I'm in the home stretch moving Weather Now to Azure. I've finished the data model, data retrieval code, integration with the existing UI, and the code that parses incoming weather data from NOAA, so now I'm working on inserting that data into the database.
To speed up development, improve the design, and generally make my life easier, I'm using Entity Framework 5.0 with database-first modeling. The problem that consumed me yesterday afternoon and on into this morning has been how to ramp up to realistic volumes of data.
The Worker Role that will go out to NOAA and put weather data where Weather Now can use it will receive somewhere around 60,000 weather reports every hour. Often, NOAA repeats reports; sometimes, NOAA sends truncated copies of reports; sometimes, NOAA sends garbled reports. The GetWeather application (soon to be Azure worker task) has to handle all of that and still function in bursts of up to 10,000 weather reports at once.
The WeatherStore class takes parsed METARs and stores them in the CurrentObservations, PastObservations, and ClimateObservations tables, as appropriate. As I've developed the class, I've written unit tests for each kind of thing it has to do: "Store single report," "Store many reports" (which tests batching them up and inserting them in smaller chunks), "Store duplicate reports," etc. Then yesterday afternoon I wrote an integration test called "Store real-life NOAA file" that took the 600 KB, 25,000-line, 6,077-METAR update NOAA published at 2013-01-01 00:00 UTC, and stuffed it in the database.
Sucker took 900 seconds—15 minutes.

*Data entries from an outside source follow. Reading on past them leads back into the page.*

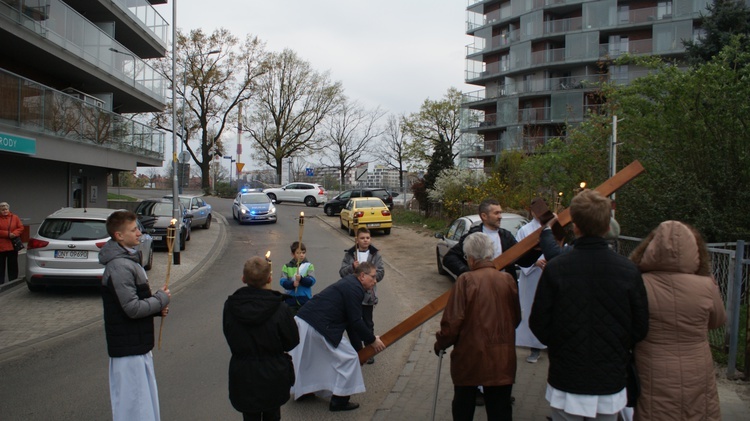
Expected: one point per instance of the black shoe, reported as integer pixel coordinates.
(306, 396)
(480, 398)
(345, 407)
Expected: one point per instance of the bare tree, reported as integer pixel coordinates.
(393, 147)
(213, 78)
(292, 100)
(349, 135)
(436, 122)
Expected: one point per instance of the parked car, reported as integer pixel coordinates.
(199, 208)
(369, 212)
(253, 207)
(65, 250)
(460, 226)
(335, 205)
(156, 216)
(310, 194)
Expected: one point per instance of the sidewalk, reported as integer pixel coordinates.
(27, 318)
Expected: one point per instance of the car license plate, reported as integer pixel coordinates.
(71, 254)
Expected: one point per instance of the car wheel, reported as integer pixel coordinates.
(34, 288)
(441, 270)
(150, 262)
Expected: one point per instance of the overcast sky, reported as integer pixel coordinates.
(388, 53)
(391, 53)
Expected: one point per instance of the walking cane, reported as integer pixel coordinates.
(437, 383)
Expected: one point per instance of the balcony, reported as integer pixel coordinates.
(37, 108)
(614, 50)
(59, 24)
(144, 13)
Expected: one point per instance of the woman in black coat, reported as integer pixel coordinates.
(259, 329)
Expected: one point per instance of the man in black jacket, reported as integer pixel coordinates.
(590, 309)
(325, 362)
(491, 214)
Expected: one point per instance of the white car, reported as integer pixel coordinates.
(310, 194)
(65, 250)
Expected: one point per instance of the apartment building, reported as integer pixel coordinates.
(70, 73)
(538, 62)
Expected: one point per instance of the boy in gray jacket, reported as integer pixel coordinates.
(363, 251)
(129, 311)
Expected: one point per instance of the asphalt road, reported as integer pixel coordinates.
(66, 378)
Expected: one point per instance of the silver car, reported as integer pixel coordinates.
(65, 250)
(199, 208)
(310, 194)
(460, 226)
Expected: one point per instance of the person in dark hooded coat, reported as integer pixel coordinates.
(260, 329)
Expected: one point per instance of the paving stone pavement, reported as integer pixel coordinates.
(29, 318)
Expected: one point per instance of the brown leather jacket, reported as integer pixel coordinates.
(480, 320)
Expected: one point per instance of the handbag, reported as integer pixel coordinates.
(633, 382)
(17, 243)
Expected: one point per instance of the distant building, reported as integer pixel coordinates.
(538, 62)
(68, 71)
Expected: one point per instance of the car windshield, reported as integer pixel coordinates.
(254, 199)
(155, 209)
(73, 229)
(370, 203)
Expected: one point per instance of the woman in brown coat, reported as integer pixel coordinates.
(480, 320)
(674, 361)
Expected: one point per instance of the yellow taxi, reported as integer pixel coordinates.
(370, 212)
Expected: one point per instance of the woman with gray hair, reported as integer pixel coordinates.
(10, 227)
(480, 321)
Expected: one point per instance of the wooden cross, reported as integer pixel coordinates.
(509, 256)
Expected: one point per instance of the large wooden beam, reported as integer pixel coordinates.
(509, 256)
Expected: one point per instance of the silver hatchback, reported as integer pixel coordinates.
(65, 250)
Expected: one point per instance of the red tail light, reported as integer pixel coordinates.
(36, 244)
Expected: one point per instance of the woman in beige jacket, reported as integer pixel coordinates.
(674, 361)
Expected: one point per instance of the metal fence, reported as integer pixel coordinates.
(732, 276)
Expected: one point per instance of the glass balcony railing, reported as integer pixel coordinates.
(63, 26)
(146, 16)
(612, 50)
(38, 108)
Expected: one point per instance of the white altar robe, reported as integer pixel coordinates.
(323, 369)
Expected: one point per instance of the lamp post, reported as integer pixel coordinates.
(175, 190)
(184, 97)
(115, 50)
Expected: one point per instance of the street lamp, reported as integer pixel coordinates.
(184, 98)
(175, 190)
(115, 50)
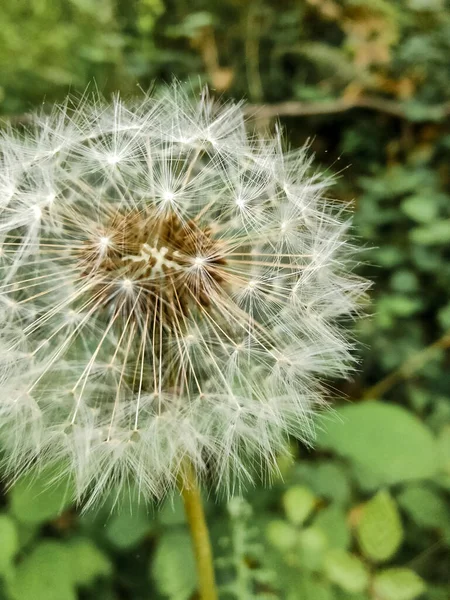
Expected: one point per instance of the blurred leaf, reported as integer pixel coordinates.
(87, 561)
(398, 584)
(379, 528)
(281, 534)
(444, 449)
(9, 543)
(420, 208)
(38, 497)
(332, 521)
(173, 567)
(346, 570)
(313, 543)
(298, 502)
(434, 234)
(311, 588)
(425, 506)
(129, 526)
(384, 440)
(46, 574)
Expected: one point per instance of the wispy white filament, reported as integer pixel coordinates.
(208, 344)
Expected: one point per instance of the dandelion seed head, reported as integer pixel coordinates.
(171, 288)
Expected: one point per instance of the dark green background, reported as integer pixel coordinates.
(368, 82)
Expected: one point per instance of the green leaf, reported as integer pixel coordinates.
(308, 586)
(328, 480)
(421, 208)
(87, 562)
(44, 575)
(379, 528)
(39, 497)
(383, 440)
(346, 570)
(172, 512)
(173, 566)
(9, 543)
(444, 449)
(398, 584)
(298, 502)
(281, 534)
(128, 528)
(434, 234)
(313, 544)
(425, 506)
(333, 522)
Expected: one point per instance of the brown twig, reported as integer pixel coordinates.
(384, 105)
(410, 366)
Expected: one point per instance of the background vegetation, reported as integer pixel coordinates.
(366, 514)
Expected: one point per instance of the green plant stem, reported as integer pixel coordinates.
(195, 514)
(408, 368)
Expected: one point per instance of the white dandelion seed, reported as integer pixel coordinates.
(171, 289)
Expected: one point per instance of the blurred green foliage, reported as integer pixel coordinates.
(366, 515)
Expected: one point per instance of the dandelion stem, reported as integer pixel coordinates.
(195, 514)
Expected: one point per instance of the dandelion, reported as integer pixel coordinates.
(172, 293)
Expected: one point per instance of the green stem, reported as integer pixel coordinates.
(195, 514)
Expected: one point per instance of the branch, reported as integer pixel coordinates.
(408, 368)
(340, 105)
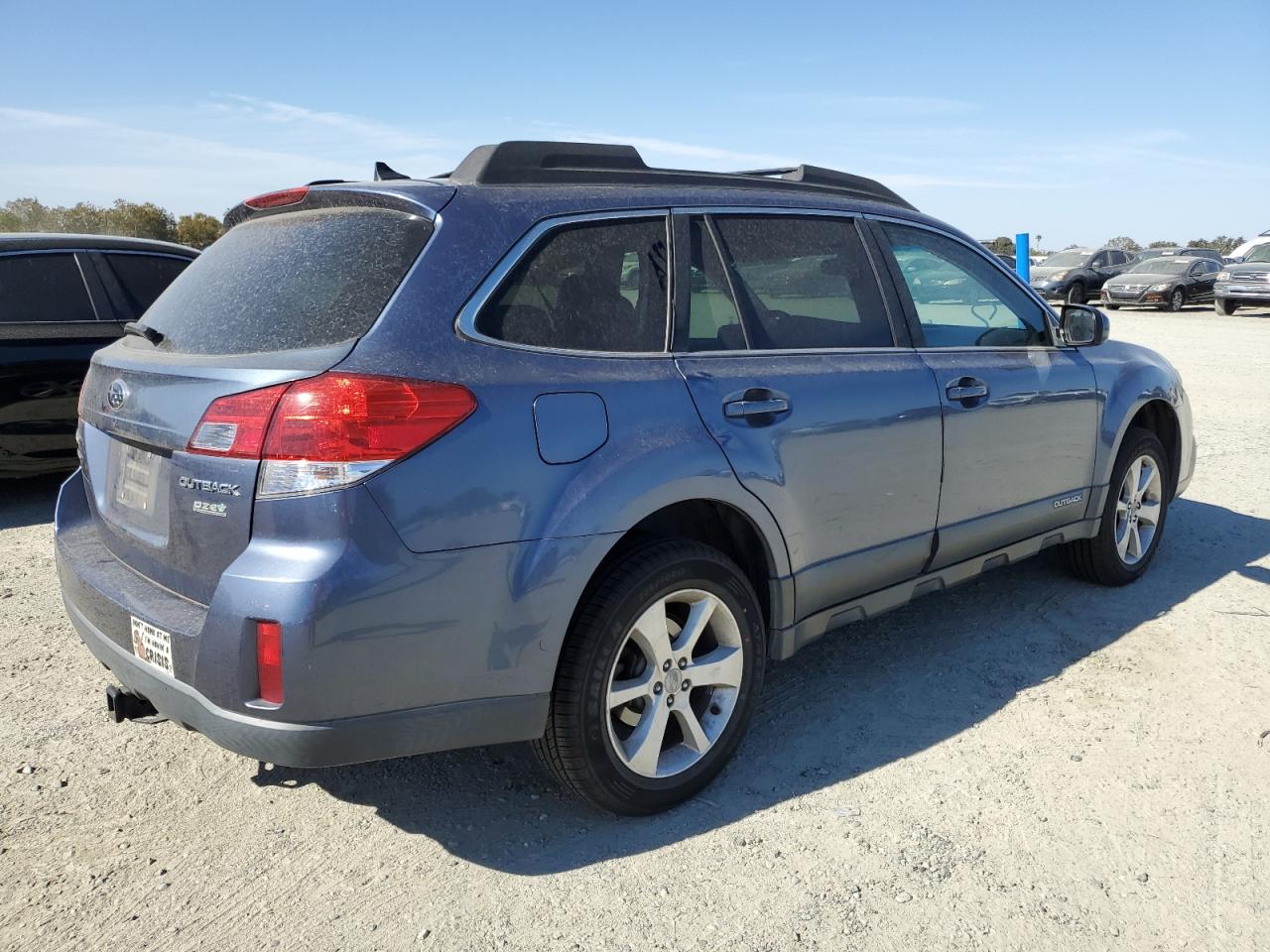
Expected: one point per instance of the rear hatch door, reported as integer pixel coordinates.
(277, 298)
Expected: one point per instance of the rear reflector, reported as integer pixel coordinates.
(268, 660)
(329, 430)
(272, 199)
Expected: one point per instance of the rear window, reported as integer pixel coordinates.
(46, 287)
(290, 281)
(144, 277)
(587, 287)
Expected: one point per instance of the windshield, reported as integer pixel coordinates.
(289, 281)
(1066, 259)
(1161, 266)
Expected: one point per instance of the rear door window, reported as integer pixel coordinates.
(592, 286)
(281, 282)
(144, 277)
(42, 287)
(806, 282)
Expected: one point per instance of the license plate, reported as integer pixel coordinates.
(153, 645)
(136, 484)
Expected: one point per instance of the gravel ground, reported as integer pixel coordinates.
(1023, 763)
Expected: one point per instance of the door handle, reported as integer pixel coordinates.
(966, 389)
(756, 408)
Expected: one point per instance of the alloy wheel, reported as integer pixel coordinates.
(1138, 509)
(675, 683)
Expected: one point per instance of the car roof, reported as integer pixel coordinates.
(51, 241)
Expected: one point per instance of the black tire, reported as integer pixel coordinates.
(578, 747)
(1096, 558)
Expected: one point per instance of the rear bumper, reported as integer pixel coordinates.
(327, 743)
(1245, 293)
(386, 653)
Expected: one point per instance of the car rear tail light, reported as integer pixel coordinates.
(272, 199)
(235, 424)
(329, 430)
(268, 660)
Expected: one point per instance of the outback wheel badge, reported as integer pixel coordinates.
(117, 395)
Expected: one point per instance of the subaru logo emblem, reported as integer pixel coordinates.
(117, 394)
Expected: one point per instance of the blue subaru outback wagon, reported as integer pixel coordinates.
(564, 448)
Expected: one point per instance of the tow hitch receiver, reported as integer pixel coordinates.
(126, 706)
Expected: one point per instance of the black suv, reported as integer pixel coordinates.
(1078, 273)
(62, 298)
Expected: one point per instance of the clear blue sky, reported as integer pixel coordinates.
(1133, 118)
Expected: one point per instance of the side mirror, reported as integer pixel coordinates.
(1080, 325)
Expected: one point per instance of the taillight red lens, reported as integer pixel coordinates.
(268, 660)
(353, 417)
(272, 199)
(234, 425)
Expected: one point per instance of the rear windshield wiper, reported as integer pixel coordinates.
(143, 330)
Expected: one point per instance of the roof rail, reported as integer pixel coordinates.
(529, 163)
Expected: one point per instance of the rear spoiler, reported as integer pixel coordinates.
(425, 198)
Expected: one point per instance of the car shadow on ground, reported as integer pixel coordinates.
(28, 502)
(866, 696)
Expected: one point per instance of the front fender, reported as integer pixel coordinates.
(1128, 377)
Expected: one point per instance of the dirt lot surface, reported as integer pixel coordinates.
(1023, 763)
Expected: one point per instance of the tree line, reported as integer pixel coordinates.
(1224, 244)
(127, 218)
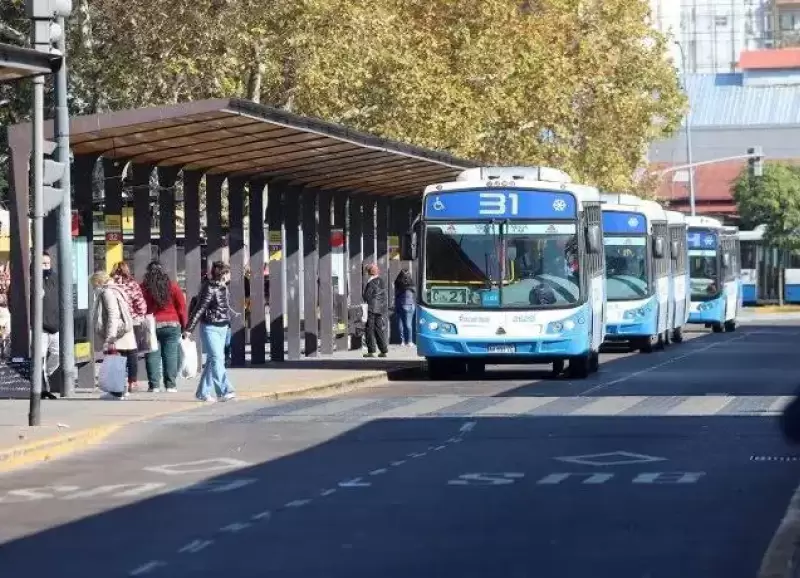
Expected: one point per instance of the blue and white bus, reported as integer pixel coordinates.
(680, 288)
(511, 271)
(635, 236)
(716, 286)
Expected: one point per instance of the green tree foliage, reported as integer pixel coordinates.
(772, 200)
(580, 84)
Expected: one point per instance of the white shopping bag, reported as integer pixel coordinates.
(150, 323)
(113, 374)
(189, 362)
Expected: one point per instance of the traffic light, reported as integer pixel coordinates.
(53, 172)
(755, 162)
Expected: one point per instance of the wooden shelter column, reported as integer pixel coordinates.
(340, 299)
(142, 219)
(313, 283)
(82, 177)
(112, 211)
(258, 326)
(292, 197)
(213, 219)
(167, 243)
(20, 290)
(326, 317)
(192, 244)
(354, 246)
(236, 247)
(277, 271)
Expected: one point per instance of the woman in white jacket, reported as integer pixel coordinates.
(112, 320)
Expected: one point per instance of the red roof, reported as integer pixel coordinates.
(712, 183)
(770, 59)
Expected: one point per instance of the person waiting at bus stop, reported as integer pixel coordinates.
(374, 297)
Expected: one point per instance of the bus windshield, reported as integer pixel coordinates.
(626, 268)
(508, 266)
(703, 273)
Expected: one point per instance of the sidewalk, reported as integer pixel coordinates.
(70, 424)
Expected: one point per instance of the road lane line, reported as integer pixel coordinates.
(612, 405)
(701, 405)
(421, 407)
(515, 406)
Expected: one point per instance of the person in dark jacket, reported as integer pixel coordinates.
(404, 305)
(50, 325)
(212, 312)
(374, 297)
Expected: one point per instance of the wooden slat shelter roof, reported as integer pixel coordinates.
(243, 139)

In real life, that would mean a complete collapse of the application, because new files come in about every 4 minutes and contain similarly thousands of lines to parse.
This morning, I attached JetBrains dotTrace to the unit test (easy to do since JetBrains ReSharper was running the test), and discovered that 90% of the method's time was spent in—wait for it—DbContext.SaveChanges(). As I dug through the line-by-line tracing, it was obvious Entity Framework was the problem.
I'll save you the steps to figure it out, except to say Stack Overflow is the best thing to happen to software development since the keyboard.
Here's the solution:
using (var db = new AppDataContext())
db.Configuration.AutoDetectChangesEnabled = false;
// do interesting work
The result: The unit test duration went from 900 seconds to...15. And that is completely acceptable. Total time spent on this performance improvement: 1.25 hours.